Tony Parker, Nike et la Statue de la Liberté : un cas d'école de marketing événementiel et de guérilla marketing !

Tony Parker, Nike et la Statue de la Liberté !

Créer un événement marquant sans budget colossal, capter l’attention des médias en quelques heures et transformer une action éphémère en référence durable du secteur : c’est le rêve de toute agence événementielle. En 2005, Nike et l’agence Ubi Bene l’ont fait, en frappant un grand coup dans l’histoire du marketing événementiel français.

 

En habillant la Statue de la Liberté parisienne d’un maillot géant de Tony Parker, l’opération a déclenché un raz-de-marée médiatique mondial.

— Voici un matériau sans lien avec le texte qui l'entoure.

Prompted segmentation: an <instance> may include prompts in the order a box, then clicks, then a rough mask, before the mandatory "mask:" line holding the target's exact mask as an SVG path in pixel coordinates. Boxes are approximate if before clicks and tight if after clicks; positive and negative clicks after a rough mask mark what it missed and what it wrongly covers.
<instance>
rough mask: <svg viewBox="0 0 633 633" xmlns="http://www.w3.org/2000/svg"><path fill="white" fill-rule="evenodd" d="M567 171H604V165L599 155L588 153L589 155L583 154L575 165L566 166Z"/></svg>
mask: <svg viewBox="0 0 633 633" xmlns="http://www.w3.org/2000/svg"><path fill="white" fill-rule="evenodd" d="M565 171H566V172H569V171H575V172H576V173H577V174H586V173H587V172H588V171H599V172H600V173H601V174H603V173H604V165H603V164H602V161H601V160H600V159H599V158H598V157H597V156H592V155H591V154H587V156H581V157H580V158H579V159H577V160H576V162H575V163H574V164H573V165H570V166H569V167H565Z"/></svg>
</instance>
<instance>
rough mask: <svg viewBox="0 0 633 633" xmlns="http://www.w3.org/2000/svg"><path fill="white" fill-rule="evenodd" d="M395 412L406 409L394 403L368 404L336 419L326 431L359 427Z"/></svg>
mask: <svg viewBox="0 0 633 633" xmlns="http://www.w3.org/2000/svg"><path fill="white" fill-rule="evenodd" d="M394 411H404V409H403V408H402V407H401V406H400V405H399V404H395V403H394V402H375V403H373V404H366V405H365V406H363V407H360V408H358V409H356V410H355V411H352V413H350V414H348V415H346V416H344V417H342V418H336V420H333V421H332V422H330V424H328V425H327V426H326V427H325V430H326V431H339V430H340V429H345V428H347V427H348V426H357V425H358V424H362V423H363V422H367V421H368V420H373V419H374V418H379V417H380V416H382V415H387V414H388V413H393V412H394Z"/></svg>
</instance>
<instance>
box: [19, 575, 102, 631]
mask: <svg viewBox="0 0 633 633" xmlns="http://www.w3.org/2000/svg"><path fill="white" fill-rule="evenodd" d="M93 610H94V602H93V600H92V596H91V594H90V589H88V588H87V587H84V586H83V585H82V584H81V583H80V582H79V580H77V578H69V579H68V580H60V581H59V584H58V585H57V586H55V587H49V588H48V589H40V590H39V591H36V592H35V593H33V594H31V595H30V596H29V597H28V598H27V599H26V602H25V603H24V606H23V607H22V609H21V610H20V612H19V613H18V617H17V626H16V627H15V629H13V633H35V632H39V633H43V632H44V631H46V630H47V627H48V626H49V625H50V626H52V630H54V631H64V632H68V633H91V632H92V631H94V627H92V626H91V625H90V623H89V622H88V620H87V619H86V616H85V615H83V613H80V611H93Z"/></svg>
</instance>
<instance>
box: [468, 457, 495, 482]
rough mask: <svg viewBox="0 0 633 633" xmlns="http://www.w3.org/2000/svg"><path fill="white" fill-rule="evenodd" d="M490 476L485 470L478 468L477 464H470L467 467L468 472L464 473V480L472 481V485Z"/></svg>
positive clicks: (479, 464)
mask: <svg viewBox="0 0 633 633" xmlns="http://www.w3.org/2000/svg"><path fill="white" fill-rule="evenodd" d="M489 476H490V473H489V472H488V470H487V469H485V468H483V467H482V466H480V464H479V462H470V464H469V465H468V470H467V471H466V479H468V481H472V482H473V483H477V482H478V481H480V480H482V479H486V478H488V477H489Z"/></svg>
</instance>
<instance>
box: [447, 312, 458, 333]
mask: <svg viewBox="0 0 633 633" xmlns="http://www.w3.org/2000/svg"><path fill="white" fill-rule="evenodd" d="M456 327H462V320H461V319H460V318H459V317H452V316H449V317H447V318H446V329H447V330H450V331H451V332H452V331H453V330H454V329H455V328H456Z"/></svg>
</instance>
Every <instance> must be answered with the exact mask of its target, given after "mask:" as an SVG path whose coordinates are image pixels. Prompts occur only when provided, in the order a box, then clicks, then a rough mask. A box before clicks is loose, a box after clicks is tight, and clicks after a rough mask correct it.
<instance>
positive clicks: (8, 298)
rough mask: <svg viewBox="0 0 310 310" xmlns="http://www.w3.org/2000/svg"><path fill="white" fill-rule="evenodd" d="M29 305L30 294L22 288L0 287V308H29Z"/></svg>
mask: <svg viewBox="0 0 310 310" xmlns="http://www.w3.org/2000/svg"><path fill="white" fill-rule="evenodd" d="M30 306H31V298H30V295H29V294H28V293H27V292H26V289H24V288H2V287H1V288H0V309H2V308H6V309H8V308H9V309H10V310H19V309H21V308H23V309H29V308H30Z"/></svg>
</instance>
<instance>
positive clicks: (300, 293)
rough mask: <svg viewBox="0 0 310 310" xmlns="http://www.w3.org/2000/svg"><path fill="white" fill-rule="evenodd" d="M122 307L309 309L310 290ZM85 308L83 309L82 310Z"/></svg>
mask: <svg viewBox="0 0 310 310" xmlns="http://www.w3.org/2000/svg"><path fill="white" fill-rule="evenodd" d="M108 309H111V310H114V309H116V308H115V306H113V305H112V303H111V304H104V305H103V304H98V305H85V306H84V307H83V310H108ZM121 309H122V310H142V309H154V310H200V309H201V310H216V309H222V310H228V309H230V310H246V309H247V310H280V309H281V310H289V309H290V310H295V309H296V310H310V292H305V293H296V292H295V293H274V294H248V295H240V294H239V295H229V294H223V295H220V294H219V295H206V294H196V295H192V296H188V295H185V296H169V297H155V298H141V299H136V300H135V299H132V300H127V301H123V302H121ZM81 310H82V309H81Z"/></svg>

Une action spectaculaire, non autorisée, pensée comme une véritable mise en scène urbaine, à la frontière entre communication, événementiel et performance artistique.

 

20 ans plus tard, ce coup reste étudié comme un cas d’école de l’événementiel audacieux, démontrant que la créativité, le timing et la maîtrise des symboles peuvent générer des retombées bien supérieures à celles d’une campagne publicitaire classique.

 

 

 

Une opération de communication événementielle spectaculaire au cœur de l’espace public !

 

 

Le 28 juin 2005, à l’aube, une équipe de cordistes professionnels intervient sur la réplique parisienne de la Statue de la Liberté, située pont de Grenelle. En quelques minutes, un maillot géant noir des San Antonio Spurs, floqué du numéro 9 de Tony Parker, est installé sur le monument. L’opération est rapide, millimétrée, pensée comme un véritable dispositif événementiel urbain.

 

À peine le jour levé, l’événement attire les regards, puis les médias. Passants, journalistes, photographes : la scène devient un point de convergence médiatique, sans scène, sans invitation, sans plan média. À midi, les images font l’ouverture des journaux télévisés. Le soir même, l’opération est relayée à l’international.

 

Derrière ce coup, Nike et l’agence Ubi Bene orchestrent une action de guérilla marketing événementielle, assumant l’illégalité pour maximiser l’impact. Aucun droit d’occupation, aucun dispositif lourd, seulement un concept fort, un symbole universel et un timing parfait, juste après le deuxième titre NBA de Tony Parker.

 

Cette opération démontre plusieurs fondamentaux de l’événementiel moderne : 

  • l’importance du spectaculaire dans un environnement médiatique saturé
  • la puissance des symboles dans une narration événementielle
  • la capacité d’une activation événementielle à générer une visibilité mondiale en quelques heures

 

Avec un budget dérisoire et des retombées estimées à plusieurs millions d’euros en équivalent publicitaire, cette action prouve que l’événementiel peut devenir un accélérateur de notoriété incomparable, à condition d’oser sortir des cadres traditionnels.